While running fragScaff (v140324) we also used eight threads (−t 8), and varied the end node size (parameter -E), the mean number of links per bin (parameter -j), and the score multiplier (parameter -u), as these are suggested to be the most influential scaffolding parameters [4]. We used -E 30000 to be consistent with ARKS and ARCS, but also performed runs with -E 13508 because it is half of the N80 of the draft assembly, which is approximately the recommended end node size [4]. We used -j 1 -u 2 to test stringency and improve quality, -j 6.5 -u 2.5 because Adey et al. [4] note that these are the optimal scaffolding parameters for Drosophila melanogaster, which has a slightly larger genome than C. elegans (175 Mbp vs 100 Mbp), and -j 3 -u 2 as an intermediate parameter setting.
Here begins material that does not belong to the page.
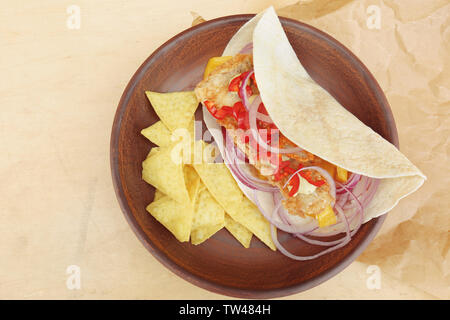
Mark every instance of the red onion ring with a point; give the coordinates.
(324, 173)
(347, 239)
For the Architect (v0.1) scaffolding runs, the parameters --rc-abs-thr, --rc-rel-edge-thr, and --rc-rel-prun-thr control the thresholds for creating and pruning a read-cloud edge, respectively, and are suggested to be the most influential parameters [5]. For these C. elegans runs, we set --rc-abs-thr 5, and vary --rc-rel-edge-thr (0.2, 0.3) and --rc-rel-prun-thr (0.1, 0.2) to provide a comprehensive sweep.
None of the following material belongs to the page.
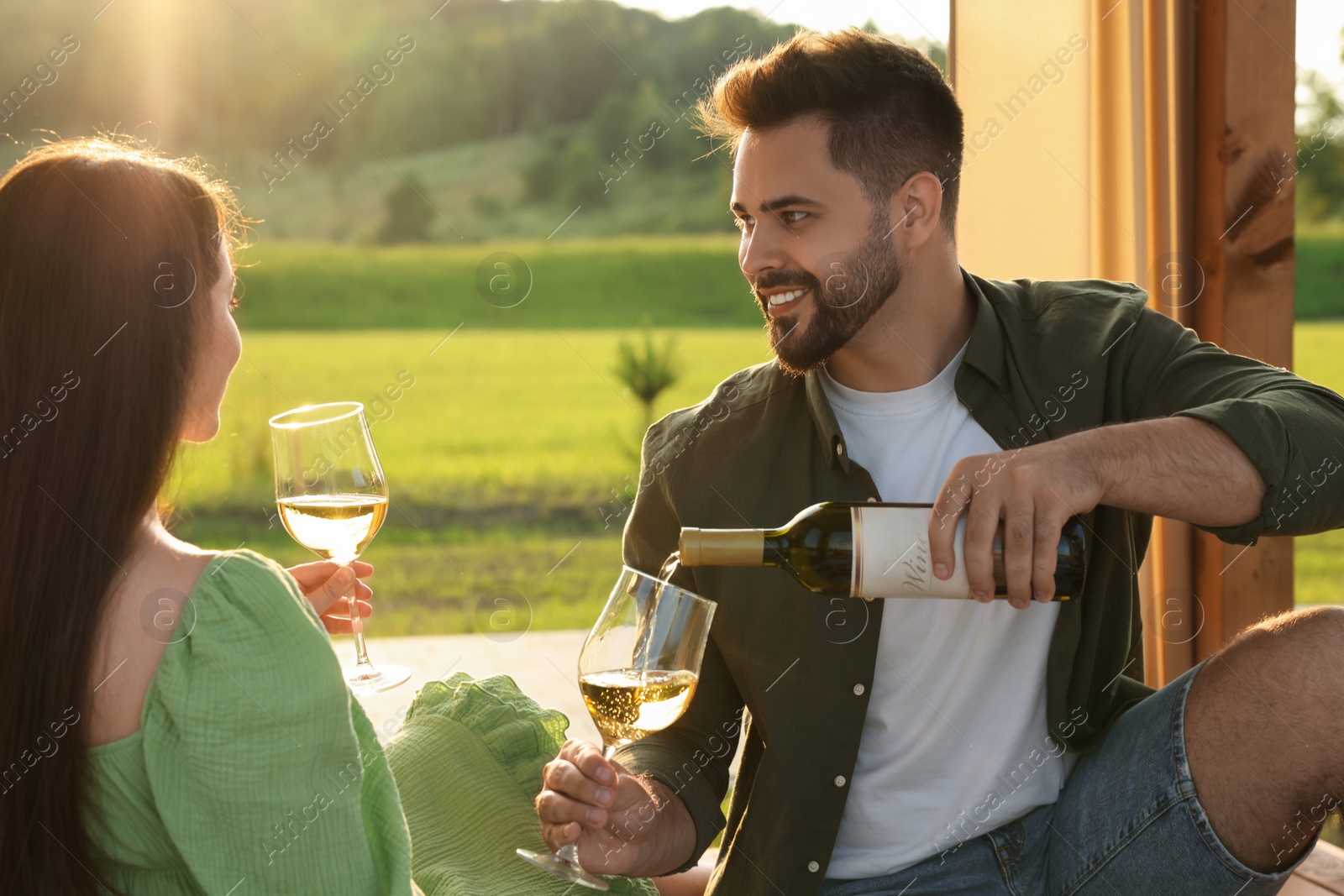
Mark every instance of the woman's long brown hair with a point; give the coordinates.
(101, 242)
Raw 10xG Chromium data from the NA12878 individual was assembled using Supernova (v1.2.0) [2]. The draft Supernova assembly was scaffolded using both ARKS and ARCS with parameters -c 5 -e 30,000 -z 3000 -r 0.05 and -m 50–6000. We kept the LINKS parameter -l constant at 5, but varied a = 0.3, 0.5, in decreasing stringency. We ran ARKS with a range of –k values (60 to 100, step 20), and with eight threads (−t 8). For the fragScaff runs, we set -E 30000 to correspond to -e in ARKS/ARCS and used eight threads (−t 8). We tested -j 1 -u 2 to ensure high stringency, -j 1.75 -u 2.5 because Adey et al. [4] found these values to be optimal, and -j 3 -u 2.5 because they were the optimal values for a baseline N50 length of 47 kbp. For the Architect runs, we ran all combinations of --rc-abs-thr (10, 5), --rc-rel-edge-thr (0.2, 0.3, 0.4), and --rc-rel-prun-thr (0.1, 0.2), to provide a comprehensive sweep of parameters.
The NA24143 Falcon and Falcon-HiRise assemblies were corrected using Tigmint [19], which uses Chromium molecule coverage to identify putative misassemblies (parameters w = 2000, n = 2). The NA24143 assemblies were then scaffolded using ARKS with parameters -c 5, −g 1, −j 0.5, −z 3000, −e 30,000, −r 0.05, −t 8, −m 50–1000, and LINKS parameter -l 5. We parameterized the values of both -k and -a in distinct scaffolding runs.
To compare the actual distances between merged scaffolds with the distances estimated by ARKS, the C. elegans and NA12878 Supernova assemblies were scaffolded with ARKS using the gap distance estimation option (−D) (parameters -c 8 -z 500 -m 8–10,000 -e 30,000 -k 60 -a 0.5 -j 0.5 and -c 5 -e 30,000 -z 3000 -m 50–6000 -k 60 -a 0.5 -j 0.5 for the two genomes, respectively). Actual distances between scaffolds were derived from alignments of the scaffolds to the appropriate reference genomes.
Misassemblies in all genome drafts were assessed using QUAST (v5.0.0, --scaffolds, --scaffold-gap-max-size 100,000) [20]. All benchmarking was completed using a DELL server with 128 Intel(R) Xeon(R) CPU E7–8867 v3, 2.50GHz with 2.6 TB RAM.